Since June 2013, not a month goes by without new information extracted from the mass of the revelations of Edward Snowden, agitate the community defenders of civil liberties and privacy. The spotlight focused on the practices of Anglo-Saxon intelligence agencies is unprecedented. The series seems endless, and the power of the NSA and its infinite partners. “The post-Snowden era” has seen many users use cryptography to encrypt their communications tools and go under the radar of the NSA. In theory, this is a nightmare for the agency. The more the encrypted communications systems are democratized, the more users that the NSA wants to target become “embedded in them.” But these tools are they reliable?

The German newspaper Der Spiegel published this weekend new revelations from the documents revealed by Edward Snowden. Published in the Chaos Communication Congress in Hamburg, an annual conference on technical and policy issues related to computers and hacking, these new documents indicate what tools and what tools are resistant yield to the influence of the monitoring agency American.

First mentioned software as faulty by the German magazine: Skype, messaging Microsoft.

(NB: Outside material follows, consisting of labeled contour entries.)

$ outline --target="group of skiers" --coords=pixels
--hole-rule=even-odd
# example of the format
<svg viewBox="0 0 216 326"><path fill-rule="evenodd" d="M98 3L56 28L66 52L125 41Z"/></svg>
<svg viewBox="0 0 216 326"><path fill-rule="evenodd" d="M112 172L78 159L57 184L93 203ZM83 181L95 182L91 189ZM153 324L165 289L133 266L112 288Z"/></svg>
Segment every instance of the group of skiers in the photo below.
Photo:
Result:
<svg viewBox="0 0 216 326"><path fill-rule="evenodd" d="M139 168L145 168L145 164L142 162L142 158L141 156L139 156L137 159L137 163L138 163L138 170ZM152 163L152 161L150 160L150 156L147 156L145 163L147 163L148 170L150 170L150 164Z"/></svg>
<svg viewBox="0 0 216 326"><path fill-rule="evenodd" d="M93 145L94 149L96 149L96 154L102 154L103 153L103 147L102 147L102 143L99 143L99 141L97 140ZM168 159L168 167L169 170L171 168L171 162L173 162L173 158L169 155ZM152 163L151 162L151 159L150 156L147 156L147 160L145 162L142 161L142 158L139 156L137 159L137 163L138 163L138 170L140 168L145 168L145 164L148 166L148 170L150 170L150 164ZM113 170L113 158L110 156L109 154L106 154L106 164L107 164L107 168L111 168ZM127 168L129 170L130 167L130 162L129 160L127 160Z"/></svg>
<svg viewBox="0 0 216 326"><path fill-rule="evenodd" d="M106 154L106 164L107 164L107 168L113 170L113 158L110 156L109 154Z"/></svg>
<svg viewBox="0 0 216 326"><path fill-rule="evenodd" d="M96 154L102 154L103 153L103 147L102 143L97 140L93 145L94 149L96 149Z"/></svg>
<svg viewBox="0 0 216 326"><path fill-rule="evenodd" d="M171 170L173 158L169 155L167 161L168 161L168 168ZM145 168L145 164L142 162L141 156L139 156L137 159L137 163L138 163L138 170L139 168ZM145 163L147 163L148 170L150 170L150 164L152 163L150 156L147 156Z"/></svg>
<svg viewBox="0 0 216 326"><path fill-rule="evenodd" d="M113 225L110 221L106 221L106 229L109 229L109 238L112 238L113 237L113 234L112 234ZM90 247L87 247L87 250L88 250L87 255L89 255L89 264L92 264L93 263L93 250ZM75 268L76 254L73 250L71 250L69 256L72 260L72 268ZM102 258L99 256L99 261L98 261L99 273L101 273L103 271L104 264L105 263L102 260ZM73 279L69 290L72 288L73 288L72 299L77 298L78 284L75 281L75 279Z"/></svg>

The conversations through the program, which boasts an encryption that protects Listens “by malicious users,” are in fact available since February 2011. Spiegel reveals a 2012 document making the Skype data recovery process in the form of questions and answers.

The Microsoft software is far from the only one encryption breaks against the attacks of the NSA. Several protocols used for encryption for virtual private networks (VPNs) were foiled by the agency for several years. One of them, SSL, is used every day by the general public: it is he who makes connections “safe” to certain websites (https indicated by the abbreviation). But VPNs are also used to create internal networks. Breaking other encryption protocols, NSA was able to access private networks Greek and Mexican governments, or Iranian or Russian airlines.

However, several encryption methods resist the power of the NSA. The authors of the article in Spiegel mention several of these programs that pose “major” problems or “catastrophic” to the agency. PGP protocols, Truecrypt and Off The Record are probably indecipherable by the NSA. They have something else in common: they are open source protocols. Their respective codes are accessible by all-one-each, making their handling by the very complex NSA.

Another open source project, Tor, gives a hard time to the agency. Successive encryption layers on which the Internet network relies prevent the NSA to intercept data passing through. But, as recalled a PowerPoint presentation which presented the achievements of the NSA around VPN “If it is not readable now, that does not mean it will not be later.”